Cross entropy cost function 1. Cross-entropy theory
Cross entropy is relative to entropy, as covariance and variance.
Entropy examines the expectation of a single information (distribution):
H (p) =−∑I=1NP (xi) Logp (xi)
Cross-Entropy examines the expectations of two of information (distributions):
H (P,Q) =−∑I=1NP (xi) logq (xi)
For details, please see Wiki Cross entropy
y = Tf.placeholder (Dtype=tf.float32, Shape=[none, ten]) ...

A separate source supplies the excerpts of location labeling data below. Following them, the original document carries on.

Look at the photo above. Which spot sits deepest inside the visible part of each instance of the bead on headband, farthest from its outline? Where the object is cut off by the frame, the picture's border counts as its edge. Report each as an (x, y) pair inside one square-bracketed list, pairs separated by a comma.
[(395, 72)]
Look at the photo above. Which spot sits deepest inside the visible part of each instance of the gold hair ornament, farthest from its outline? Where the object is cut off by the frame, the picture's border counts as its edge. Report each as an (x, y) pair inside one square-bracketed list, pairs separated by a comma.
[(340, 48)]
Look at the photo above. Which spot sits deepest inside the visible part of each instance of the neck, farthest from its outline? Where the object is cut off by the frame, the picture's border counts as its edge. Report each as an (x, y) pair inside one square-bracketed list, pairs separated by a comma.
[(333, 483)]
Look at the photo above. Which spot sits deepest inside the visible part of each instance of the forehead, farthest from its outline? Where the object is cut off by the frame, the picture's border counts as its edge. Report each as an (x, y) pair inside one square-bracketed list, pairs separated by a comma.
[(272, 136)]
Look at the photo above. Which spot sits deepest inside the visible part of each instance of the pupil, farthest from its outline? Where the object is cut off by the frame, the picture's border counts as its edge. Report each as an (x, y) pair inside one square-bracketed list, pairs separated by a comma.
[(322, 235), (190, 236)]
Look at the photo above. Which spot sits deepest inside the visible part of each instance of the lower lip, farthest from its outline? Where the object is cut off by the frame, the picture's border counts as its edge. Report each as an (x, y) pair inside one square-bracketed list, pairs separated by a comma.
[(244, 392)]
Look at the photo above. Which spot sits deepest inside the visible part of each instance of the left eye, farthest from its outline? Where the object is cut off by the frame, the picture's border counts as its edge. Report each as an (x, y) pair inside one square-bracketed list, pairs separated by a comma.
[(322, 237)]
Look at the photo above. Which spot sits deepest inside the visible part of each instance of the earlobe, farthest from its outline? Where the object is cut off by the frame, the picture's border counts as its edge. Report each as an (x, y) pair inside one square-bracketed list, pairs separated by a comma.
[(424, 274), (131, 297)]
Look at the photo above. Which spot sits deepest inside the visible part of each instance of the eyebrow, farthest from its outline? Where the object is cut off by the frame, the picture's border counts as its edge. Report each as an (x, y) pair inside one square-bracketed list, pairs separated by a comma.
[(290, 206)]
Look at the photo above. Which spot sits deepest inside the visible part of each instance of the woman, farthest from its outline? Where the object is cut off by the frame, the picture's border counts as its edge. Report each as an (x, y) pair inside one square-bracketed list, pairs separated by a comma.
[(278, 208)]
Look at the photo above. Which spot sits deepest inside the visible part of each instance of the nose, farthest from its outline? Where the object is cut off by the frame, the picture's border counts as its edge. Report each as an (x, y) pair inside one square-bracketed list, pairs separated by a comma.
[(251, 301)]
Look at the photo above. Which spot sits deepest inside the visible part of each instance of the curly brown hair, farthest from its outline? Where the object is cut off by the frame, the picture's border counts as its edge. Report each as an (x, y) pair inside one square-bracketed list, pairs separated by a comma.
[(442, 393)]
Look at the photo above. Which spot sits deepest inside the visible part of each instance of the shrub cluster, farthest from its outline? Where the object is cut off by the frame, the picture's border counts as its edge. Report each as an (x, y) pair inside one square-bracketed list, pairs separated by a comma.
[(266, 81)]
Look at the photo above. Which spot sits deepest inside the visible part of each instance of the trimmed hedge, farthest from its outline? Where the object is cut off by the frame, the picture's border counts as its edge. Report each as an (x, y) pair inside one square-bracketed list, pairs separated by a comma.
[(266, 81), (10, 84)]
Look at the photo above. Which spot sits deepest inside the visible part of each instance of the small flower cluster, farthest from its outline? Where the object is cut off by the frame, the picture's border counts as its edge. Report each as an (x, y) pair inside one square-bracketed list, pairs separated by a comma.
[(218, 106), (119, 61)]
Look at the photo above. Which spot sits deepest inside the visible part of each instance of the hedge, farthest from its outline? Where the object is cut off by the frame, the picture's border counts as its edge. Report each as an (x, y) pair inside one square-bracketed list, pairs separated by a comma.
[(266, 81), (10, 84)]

Scores = Tf.matmul (H, W) + b
probs = Tf.nn.softmax (scores)
loss =-tf.reduce_sum (Y*tf.log (probs))
2. Cross Entropy cost function
LH (x,z) =−∑k=1dxklogzk+ (1−xk) log (1−ZK)
x represents the original signal, z represents the reconstructed signal, in vector form, the length is D and can be easily transformed into a vector inner product form.
3. Cross-entropy and KL divergence (also known as relative entropy) intuitively, why is cross entropy a measure of of distance of two probability? Entropy, cross entropy, relative entropy (KL divergence) and its Relationship Machine Learning Foundation (58)--Shannon entropy, relative entropy (KL divergence) and cross entropy
The so-called relative, natural between two random variables. Also known as mutual entropy, Kullback–leibler divergence (K-L divergence) and so on. If P (x) and q (x) are two probability distributions of x values, the relative entropy of P to Q is:
DKL (p| | Q ===∑I=1NP (xi) Logp (xi) Q (xi) ∑I=1NP (xi) Logp (xi) −∑I=1NP (xi) logq (xi) −h (p) +h (P,Q)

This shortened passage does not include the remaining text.